In practice, this means Assay should borrow the attestation model, not provenance hardness; borrow the compiler pattern, not the graph as the product; borrow the card metaphor, not self-reported capability theater; and borrow OTel interoperability, not upstream semantic authority.
Trust Card Is The First Iconic Artifact¶
The first product artifact of this compiler direction is a Trust Card:
- portable
- machine-readable
- reviewable by humans
- potentially signable / attestable later
The Trust Card is an output of the compiler, not a separate dashboard product. The Trust Card is a portable manifestation of compiler output, not the full product category.
Protocol Claim Packs Are The Preferred Downstream Productization Path¶
After the compiler and Trust Card surfaces stabilize, Assay should extend via small protocol claim packs, not via broad compliance theater.
Examples:
- delegated authority context surfaced
- weaker-than-requested containment surfaced
- provenance-backed vs provenance-absent distinguished
- capability overclaim detected
Deliberate Non-Plays¶
This direction explicitly rejects:
- becoming a tracing platform
- becoming a general observability dashboard
- becoming eval-as-a-service
- becoming a generic red-team framework
- shipping a delegation-validation or sandbox-correctness story that the signals do not support
- using an opaque scalar trust score as the primary product output
- binding Assay's truth model to any one evolving OTel/agent semconv form
Main Risks And Mitigations¶
Risk 1 — Abstract Product Story¶
trust compiler is more abstract than evals, guardrails, or observability.
Mitigation:
- keep the first artifact concrete: Trust Card
- keep the claim levels explicit and simple
- tie the story to CI, release governance, procurement review, and vendor comparison
Risk 2 — Category Confusion¶
If Assay presents itself as a tracing platform, dashboard, firewall, or generic eval suite, it competes in denser categories with a weaker wedge.
Mitigation:
- keep the north star claim-first
- treat dashboards and visual analytics as supporting surfaces only
- keep protocol claim packs and Trust Card artifacts as the visible outputs
Risk 3 — Standards Churn¶
OTel GenAI and agent semantic conventions are still evolving, and protocol extensions will continue to move.
Mitigation:
- keep Assay's canonical evidence contract as the truth layer
- ingest and map OTel/protocol forms into that layer
- avoid coupling primary trust semantics to any single moving upstream semconv
Consequences¶
Positive¶
- Assay's moat becomes clearer and more defensible: trace -> evidence -> claim -> proof.
- The product aligns better with the strongest parts of the existing architecture: deterministic evidence, pack discipline, offline verification, and OTel-friendly ingestion.
- Trust artifacts can become portable CI/CD, audit, and procurement objects rather than dashboard-only screenshots.
- Future signal waves such as authorization context fit naturally into the compiler story.
Negative¶
- Assay intentionally does less in categories where competitors are already strong, such as experiments, dashboards, or generic eval UX.
- Claim discipline must remain strict; overclaiming would undermine the entire positioning.
- The first deliverables need careful wording so the compiler story does not sound like a full identity-validation or protocol-verification engine.
- This positioning is less immediately legible than dashboard/eval categories and therefore depends on concrete artifacts and examples to remain understandable.
Neutral¶
- Existing evidence, pack, and verification surfaces remain valid.
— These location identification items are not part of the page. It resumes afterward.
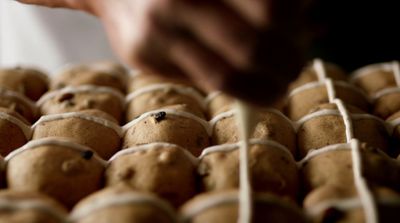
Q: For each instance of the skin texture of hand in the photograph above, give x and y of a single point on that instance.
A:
(250, 49)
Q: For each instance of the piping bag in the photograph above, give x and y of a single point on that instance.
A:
(246, 121)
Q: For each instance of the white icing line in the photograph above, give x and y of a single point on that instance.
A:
(319, 69)
(7, 204)
(173, 112)
(317, 114)
(56, 141)
(341, 204)
(317, 84)
(82, 89)
(220, 199)
(221, 116)
(370, 69)
(128, 199)
(316, 152)
(348, 124)
(211, 96)
(150, 146)
(188, 91)
(346, 204)
(384, 92)
(80, 115)
(396, 72)
(328, 112)
(18, 96)
(26, 129)
(279, 113)
(330, 89)
(235, 146)
(366, 196)
(246, 124)
(204, 204)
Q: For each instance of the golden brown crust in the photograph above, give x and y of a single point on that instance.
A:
(64, 102)
(309, 75)
(271, 125)
(60, 172)
(106, 74)
(27, 81)
(104, 140)
(271, 169)
(164, 127)
(163, 170)
(140, 212)
(305, 101)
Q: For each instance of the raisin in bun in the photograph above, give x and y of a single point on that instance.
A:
(92, 128)
(122, 204)
(168, 125)
(57, 167)
(166, 170)
(72, 99)
(163, 95)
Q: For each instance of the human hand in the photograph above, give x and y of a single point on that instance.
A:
(245, 48)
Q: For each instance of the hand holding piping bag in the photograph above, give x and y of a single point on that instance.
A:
(249, 49)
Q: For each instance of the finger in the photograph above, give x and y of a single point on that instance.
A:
(255, 12)
(210, 72)
(221, 29)
(202, 66)
(144, 47)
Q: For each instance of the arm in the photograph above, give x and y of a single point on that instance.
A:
(249, 49)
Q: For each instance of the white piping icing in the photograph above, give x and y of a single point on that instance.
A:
(187, 91)
(246, 124)
(345, 204)
(25, 100)
(385, 91)
(211, 96)
(233, 112)
(328, 112)
(81, 89)
(370, 69)
(317, 84)
(204, 204)
(128, 198)
(319, 69)
(26, 129)
(316, 152)
(56, 141)
(219, 199)
(174, 112)
(346, 119)
(80, 115)
(330, 89)
(221, 116)
(396, 72)
(151, 146)
(32, 205)
(366, 196)
(235, 146)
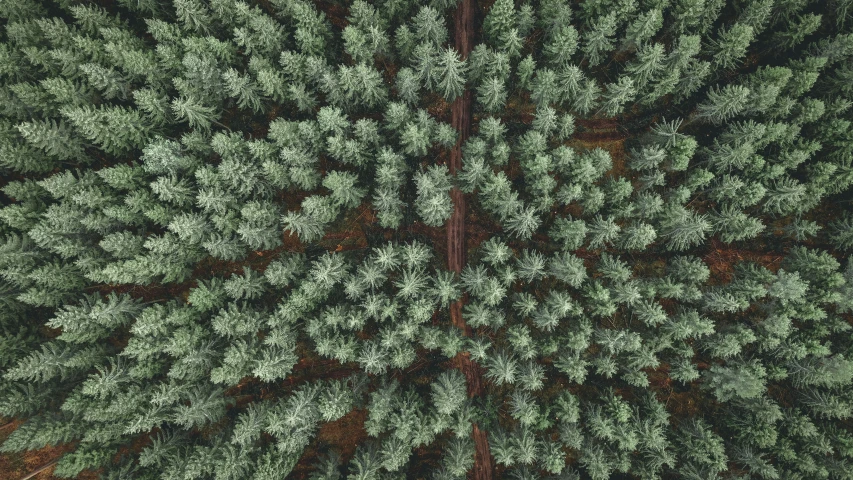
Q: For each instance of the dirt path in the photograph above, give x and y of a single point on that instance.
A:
(461, 114)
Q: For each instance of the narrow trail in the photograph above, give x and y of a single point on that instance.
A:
(461, 115)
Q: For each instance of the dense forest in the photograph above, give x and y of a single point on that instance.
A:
(437, 239)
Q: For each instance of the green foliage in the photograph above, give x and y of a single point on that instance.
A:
(157, 163)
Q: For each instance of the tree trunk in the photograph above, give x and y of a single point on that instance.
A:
(460, 112)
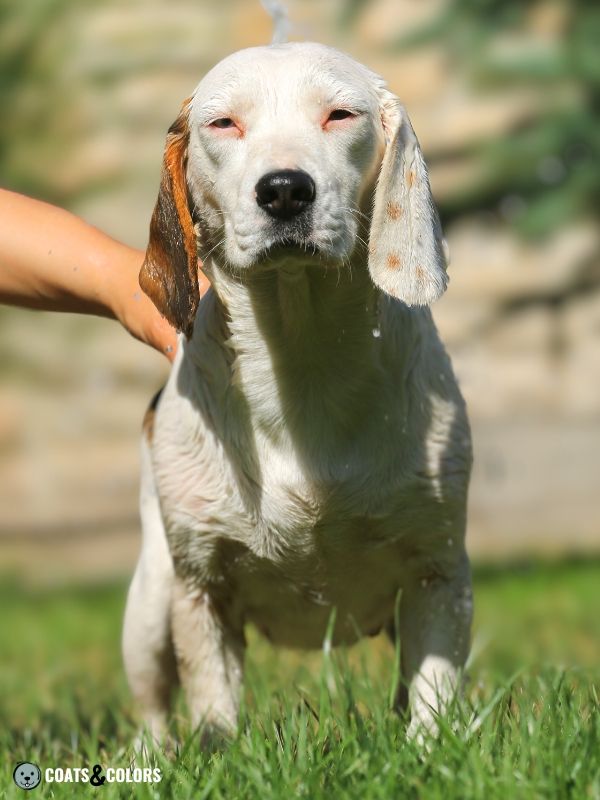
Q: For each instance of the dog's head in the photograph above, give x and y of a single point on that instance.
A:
(279, 152)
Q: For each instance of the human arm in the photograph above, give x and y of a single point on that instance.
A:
(52, 260)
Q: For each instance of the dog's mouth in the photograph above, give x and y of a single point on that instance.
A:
(290, 247)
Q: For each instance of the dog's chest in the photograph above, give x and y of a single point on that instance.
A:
(282, 551)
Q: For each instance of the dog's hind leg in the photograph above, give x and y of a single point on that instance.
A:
(209, 661)
(147, 643)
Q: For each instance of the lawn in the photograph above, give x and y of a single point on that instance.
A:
(319, 725)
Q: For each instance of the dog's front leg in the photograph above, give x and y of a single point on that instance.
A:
(435, 622)
(209, 661)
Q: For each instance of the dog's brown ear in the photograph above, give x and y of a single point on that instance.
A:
(169, 274)
(406, 248)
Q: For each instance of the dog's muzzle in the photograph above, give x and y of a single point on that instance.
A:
(286, 193)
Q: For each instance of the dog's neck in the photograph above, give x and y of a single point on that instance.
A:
(305, 344)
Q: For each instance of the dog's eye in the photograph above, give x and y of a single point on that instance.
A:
(223, 122)
(340, 113)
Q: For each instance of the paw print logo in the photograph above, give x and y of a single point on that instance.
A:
(27, 775)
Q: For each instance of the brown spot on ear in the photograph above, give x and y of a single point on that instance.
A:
(394, 210)
(169, 274)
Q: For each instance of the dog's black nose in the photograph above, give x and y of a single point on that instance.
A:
(285, 193)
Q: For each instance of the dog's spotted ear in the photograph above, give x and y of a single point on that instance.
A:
(169, 274)
(406, 248)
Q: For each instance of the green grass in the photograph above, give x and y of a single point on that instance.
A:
(318, 726)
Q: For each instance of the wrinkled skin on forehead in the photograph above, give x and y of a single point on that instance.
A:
(291, 132)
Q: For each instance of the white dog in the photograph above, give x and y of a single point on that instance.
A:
(311, 449)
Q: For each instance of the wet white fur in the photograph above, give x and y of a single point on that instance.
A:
(311, 448)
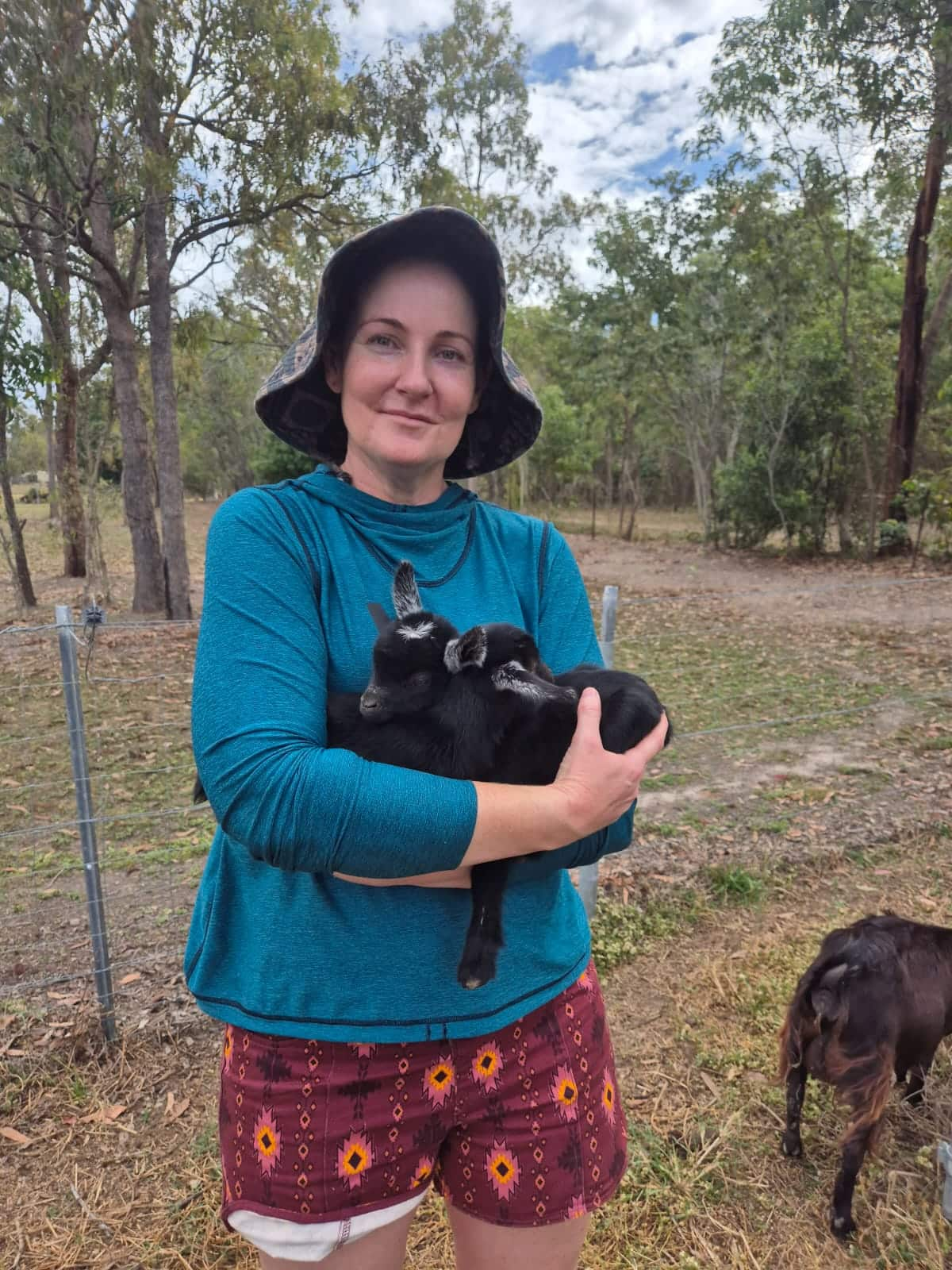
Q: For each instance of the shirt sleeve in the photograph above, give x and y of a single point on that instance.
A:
(259, 723)
(566, 637)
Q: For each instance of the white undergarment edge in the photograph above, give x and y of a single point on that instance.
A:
(313, 1241)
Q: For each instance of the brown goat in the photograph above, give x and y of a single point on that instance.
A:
(875, 1003)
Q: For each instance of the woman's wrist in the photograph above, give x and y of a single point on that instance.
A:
(516, 819)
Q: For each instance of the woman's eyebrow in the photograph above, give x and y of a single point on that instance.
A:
(399, 325)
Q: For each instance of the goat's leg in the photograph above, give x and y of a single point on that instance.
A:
(484, 939)
(791, 1142)
(854, 1153)
(918, 1071)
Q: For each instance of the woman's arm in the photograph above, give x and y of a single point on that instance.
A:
(259, 722)
(528, 821)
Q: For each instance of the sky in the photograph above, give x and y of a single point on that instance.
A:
(613, 84)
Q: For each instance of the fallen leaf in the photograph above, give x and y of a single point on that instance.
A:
(175, 1109)
(105, 1115)
(710, 1083)
(16, 1136)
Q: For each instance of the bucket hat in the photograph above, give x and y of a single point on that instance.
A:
(300, 408)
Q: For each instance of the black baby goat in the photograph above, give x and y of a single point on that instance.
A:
(475, 706)
(875, 1003)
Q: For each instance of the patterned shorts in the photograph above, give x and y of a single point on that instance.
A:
(518, 1128)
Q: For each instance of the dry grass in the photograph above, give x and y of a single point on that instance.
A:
(121, 1170)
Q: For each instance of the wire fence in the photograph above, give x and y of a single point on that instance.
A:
(101, 848)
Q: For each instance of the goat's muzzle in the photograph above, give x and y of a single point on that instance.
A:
(372, 704)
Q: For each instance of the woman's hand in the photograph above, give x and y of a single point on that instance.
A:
(454, 879)
(597, 785)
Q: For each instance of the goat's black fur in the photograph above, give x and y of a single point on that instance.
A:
(875, 1003)
(531, 753)
(475, 706)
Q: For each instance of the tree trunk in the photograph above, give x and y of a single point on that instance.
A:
(909, 370)
(114, 295)
(74, 531)
(149, 588)
(933, 328)
(48, 429)
(171, 502)
(60, 317)
(22, 578)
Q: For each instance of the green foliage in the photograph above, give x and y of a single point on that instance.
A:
(928, 499)
(892, 537)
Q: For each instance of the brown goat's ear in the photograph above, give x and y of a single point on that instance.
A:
(406, 597)
(470, 649)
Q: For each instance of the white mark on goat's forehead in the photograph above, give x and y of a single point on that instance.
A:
(512, 677)
(419, 632)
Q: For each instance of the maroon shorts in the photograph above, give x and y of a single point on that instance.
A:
(518, 1128)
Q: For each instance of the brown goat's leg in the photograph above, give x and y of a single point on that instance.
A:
(791, 1142)
(854, 1153)
(917, 1080)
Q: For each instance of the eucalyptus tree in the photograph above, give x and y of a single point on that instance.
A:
(23, 368)
(482, 156)
(877, 71)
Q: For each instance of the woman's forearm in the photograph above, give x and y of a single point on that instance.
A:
(516, 819)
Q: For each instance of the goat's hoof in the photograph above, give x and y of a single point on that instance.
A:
(843, 1227)
(478, 967)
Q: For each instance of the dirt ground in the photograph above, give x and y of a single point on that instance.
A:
(810, 780)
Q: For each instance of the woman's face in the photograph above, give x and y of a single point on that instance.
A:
(408, 380)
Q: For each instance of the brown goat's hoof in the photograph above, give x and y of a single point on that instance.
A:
(843, 1227)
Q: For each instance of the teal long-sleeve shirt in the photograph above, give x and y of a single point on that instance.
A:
(277, 943)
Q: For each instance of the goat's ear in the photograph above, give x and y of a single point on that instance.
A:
(470, 649)
(406, 597)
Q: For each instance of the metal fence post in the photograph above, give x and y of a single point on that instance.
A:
(84, 816)
(588, 876)
(945, 1156)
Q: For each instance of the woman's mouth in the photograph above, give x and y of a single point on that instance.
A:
(410, 418)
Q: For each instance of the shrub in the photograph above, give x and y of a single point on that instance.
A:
(894, 537)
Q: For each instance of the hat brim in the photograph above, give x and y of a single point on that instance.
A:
(298, 406)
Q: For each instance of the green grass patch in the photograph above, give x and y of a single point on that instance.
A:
(736, 884)
(620, 931)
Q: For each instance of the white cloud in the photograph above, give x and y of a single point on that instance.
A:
(632, 99)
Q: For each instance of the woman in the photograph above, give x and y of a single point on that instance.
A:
(334, 902)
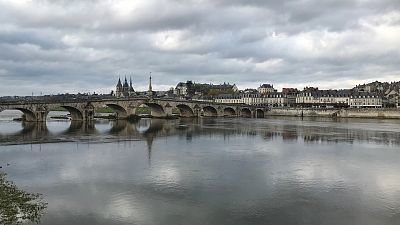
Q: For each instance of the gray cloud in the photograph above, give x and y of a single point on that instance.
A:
(83, 46)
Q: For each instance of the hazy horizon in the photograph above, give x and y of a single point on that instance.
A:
(60, 46)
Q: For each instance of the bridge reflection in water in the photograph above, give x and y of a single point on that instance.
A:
(308, 131)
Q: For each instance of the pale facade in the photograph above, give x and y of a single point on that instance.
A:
(366, 101)
(266, 88)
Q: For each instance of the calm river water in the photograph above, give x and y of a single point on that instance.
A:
(208, 171)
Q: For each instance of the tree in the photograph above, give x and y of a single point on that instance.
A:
(18, 206)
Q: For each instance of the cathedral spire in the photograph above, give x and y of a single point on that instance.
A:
(150, 91)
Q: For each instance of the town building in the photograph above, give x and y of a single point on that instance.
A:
(223, 88)
(181, 89)
(266, 88)
(124, 90)
(365, 100)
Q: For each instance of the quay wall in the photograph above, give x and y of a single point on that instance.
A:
(339, 113)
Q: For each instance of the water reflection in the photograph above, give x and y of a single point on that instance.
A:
(212, 171)
(18, 206)
(309, 132)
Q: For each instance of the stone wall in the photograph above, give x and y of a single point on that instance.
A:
(341, 113)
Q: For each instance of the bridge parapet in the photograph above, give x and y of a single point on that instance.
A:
(83, 110)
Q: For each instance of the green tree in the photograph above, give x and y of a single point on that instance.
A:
(18, 206)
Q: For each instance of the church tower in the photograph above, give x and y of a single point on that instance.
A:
(131, 90)
(118, 91)
(125, 88)
(150, 91)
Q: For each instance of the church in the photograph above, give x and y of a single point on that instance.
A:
(124, 90)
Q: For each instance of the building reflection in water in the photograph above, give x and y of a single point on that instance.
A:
(150, 129)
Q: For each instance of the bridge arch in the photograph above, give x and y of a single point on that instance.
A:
(245, 112)
(209, 111)
(76, 114)
(185, 110)
(156, 109)
(229, 112)
(119, 110)
(29, 115)
(260, 113)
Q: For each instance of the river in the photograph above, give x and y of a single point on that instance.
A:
(208, 171)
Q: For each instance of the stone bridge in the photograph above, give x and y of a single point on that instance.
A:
(84, 110)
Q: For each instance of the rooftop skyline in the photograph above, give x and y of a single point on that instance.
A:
(84, 46)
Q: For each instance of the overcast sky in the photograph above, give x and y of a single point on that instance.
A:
(57, 46)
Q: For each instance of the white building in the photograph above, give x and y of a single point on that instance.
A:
(181, 89)
(266, 88)
(366, 101)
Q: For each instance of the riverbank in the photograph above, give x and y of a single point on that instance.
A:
(339, 113)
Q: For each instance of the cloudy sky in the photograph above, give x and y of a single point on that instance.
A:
(55, 46)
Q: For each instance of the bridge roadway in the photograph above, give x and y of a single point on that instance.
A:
(84, 109)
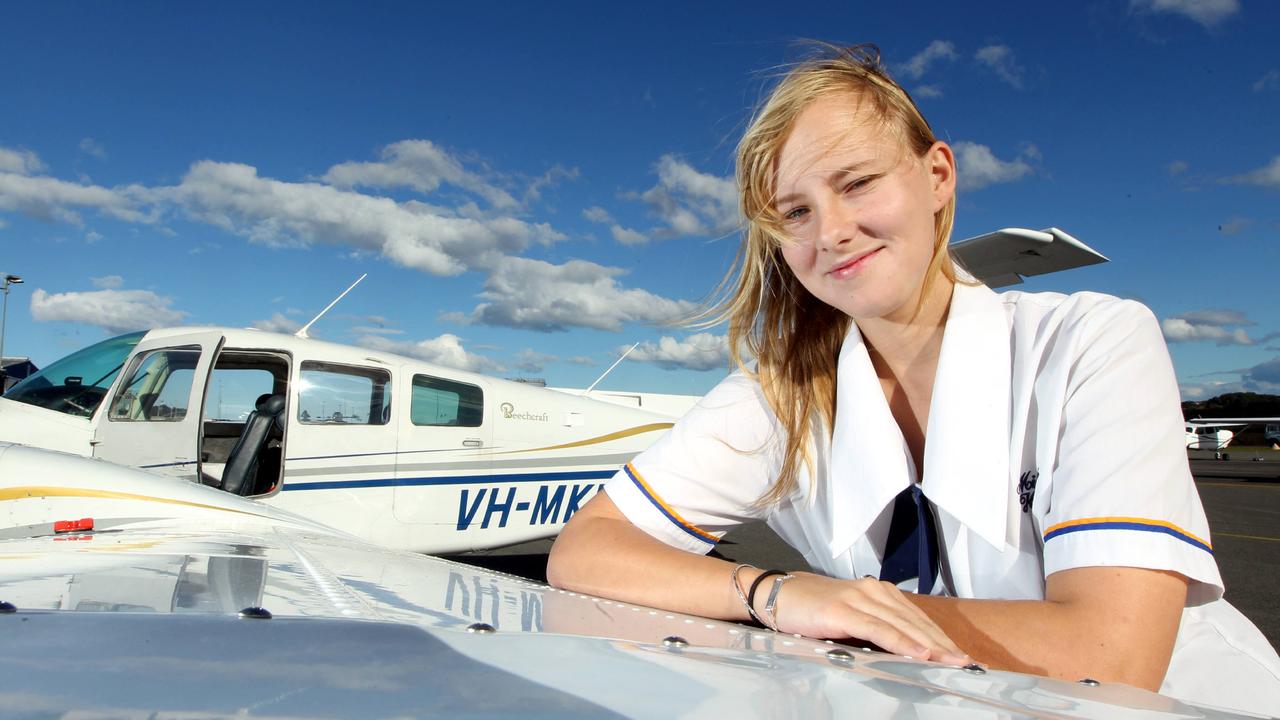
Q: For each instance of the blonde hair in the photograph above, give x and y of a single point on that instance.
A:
(795, 337)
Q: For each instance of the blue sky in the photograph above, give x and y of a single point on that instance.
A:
(534, 186)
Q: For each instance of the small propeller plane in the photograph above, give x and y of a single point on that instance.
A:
(389, 449)
(128, 595)
(1216, 433)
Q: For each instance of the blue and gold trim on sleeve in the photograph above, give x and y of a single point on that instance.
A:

This ADR changes product posture and next-step ordering more than it changes the core architecture.
Immediate Follow-On Sequence¶
T1a— OTel-native Trust Compiler MVPT1b— Trust Card MVPG3— Authorization Evidence SignalP2— Protocol Claim Packs- Later: reference existence, temporal validity, capability attestation, and richer compliance packs
Any proposal that primarily improves dashboards, generic observability UX, or score-first reporting should be considered out-of-lane until this sequence is materially complete.